Von solchen Skrupeln ist die FDP völlig frei. Sie plädiert unverhohlen dafür, den Tarif noch mehr zu begradigen. Doch ihr Plan, die Last um rund 30 Milliarden Euro zu kappen, birgt Risiken und Nebenwirkungen. Er könnte die Vorgaben der Schuldenbremse sprengen.
Sollte sich Schäuble mit konkreten Überlegungen vorwagen, würde er die SPD mit ihrem Kanzlerkandidaten Martin Schulz gehörig unter Zugzwang setzen. Es ist kaum vorstellbar, dass die Sozialdemokraten stillhalten, vor allem wenn der Fiskus weiterhin Monat für Monat neue Rekordeinnahmen vermeldet. Ende dieser Woche regte SPD-Fraktionschef Thomas Oppermann zaghaft an, untere Einkommen vielleicht doch zu ent-, höhere dafür zu belasten.
Unterdessen bildet sich hinter den Kulissen eine größtmögliche Koalition zur Entlastung ausgerechnet von Unternehmen. In aller Heimlichkeit stimmen Finanzministerium, Wirtschaftsressort und Kanzleramt derzeit ab, wie sie in der nächsten Wahlperiode Forschungsausgaben steuerlich fördern können.
Die Pläne sind weit gediehen. So zeichnet sich ab, dass Unternehmen künftig den Personalaufwand in Konstruktionsbüros und Labors nicht mehr nur zu 100 Prozent steuerlich geltend machen können. Sie sollen auch in den Genuss eines sogenannten Überabzugs kommen, der ihnen erlaubt, den Aufwand gegenüber dem Finanzamt um weitere 15 Prozent zu erhöhen. Damit sparen sie erheblich an Steuern. Das Programm soll ein Entlastungsvolumen von einigen Milliarden Euro haben.
Die noch amtierende Große Koalition will die Maßnahme als Signal für den Standort Deutschland verstanden wissen. Dahinter steht die Hoffnung, dass die Unternehmen wieder verstärkt in Forschung investieren. Davon versprechen sich sowohl das SPD-geführte Wirtschaftsministerium wie das unionsgeführte Finanzministerium einen Innovationsschub mit positiven Wirkungen auf Produktivität, Wachstum und Beschäftigung.

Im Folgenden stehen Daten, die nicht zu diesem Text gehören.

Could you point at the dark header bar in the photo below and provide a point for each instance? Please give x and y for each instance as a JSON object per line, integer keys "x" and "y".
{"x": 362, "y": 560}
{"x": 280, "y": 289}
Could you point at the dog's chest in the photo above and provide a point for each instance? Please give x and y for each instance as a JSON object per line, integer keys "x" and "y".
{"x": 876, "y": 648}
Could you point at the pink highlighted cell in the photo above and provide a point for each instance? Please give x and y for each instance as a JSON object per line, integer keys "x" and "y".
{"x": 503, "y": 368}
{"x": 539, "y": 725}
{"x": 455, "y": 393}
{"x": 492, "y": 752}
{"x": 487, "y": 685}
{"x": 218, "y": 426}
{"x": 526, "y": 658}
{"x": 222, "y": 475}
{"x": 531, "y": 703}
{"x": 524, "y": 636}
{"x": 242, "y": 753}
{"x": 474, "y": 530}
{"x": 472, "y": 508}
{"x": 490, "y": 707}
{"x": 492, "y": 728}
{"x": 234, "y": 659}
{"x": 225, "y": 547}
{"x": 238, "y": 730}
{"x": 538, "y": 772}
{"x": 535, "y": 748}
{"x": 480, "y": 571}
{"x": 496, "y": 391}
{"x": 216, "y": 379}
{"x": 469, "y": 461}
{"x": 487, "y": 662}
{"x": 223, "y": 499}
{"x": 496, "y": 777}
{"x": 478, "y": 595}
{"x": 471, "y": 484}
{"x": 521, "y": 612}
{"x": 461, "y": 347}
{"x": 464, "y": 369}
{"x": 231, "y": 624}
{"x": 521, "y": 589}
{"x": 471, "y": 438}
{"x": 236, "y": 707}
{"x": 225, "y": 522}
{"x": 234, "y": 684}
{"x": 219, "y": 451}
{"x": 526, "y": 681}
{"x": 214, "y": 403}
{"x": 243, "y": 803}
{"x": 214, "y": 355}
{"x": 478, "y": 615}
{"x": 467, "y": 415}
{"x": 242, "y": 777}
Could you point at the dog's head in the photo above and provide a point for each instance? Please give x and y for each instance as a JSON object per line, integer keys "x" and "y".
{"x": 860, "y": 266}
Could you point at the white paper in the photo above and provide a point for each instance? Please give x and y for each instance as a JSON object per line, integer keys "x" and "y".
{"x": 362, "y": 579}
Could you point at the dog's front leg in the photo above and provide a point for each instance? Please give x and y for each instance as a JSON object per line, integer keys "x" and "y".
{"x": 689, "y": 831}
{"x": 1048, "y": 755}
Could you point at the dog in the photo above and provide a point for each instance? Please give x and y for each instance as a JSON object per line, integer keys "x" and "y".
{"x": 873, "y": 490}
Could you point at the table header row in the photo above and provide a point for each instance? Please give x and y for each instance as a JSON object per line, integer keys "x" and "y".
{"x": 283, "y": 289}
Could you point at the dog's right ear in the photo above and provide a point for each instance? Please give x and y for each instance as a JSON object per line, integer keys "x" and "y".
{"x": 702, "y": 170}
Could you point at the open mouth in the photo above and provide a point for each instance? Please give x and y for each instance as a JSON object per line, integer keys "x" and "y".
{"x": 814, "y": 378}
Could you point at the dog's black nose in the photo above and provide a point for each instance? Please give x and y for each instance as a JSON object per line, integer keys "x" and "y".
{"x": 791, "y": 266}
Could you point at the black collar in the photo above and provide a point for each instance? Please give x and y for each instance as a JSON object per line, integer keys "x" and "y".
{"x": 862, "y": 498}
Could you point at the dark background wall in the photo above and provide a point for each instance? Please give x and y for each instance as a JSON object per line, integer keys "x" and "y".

Egal wer bei der Wahl im September gewinnt: Auf jeden Fall soll er das Konzept, so die Verabredung, in die Koalitionsverhandlungen einbringen.
Doch ist es vorstellbar, dass die Wirtschaft mit einem milliardenschweren Entlastungsvorhaben beglückt wird, alle anderen Steuerzahler aber nicht?
Dafür müssten der neuen Regierung, gleichgültig wie sie sich zusammensetzt, schon ein paar gute Gründe einfallen.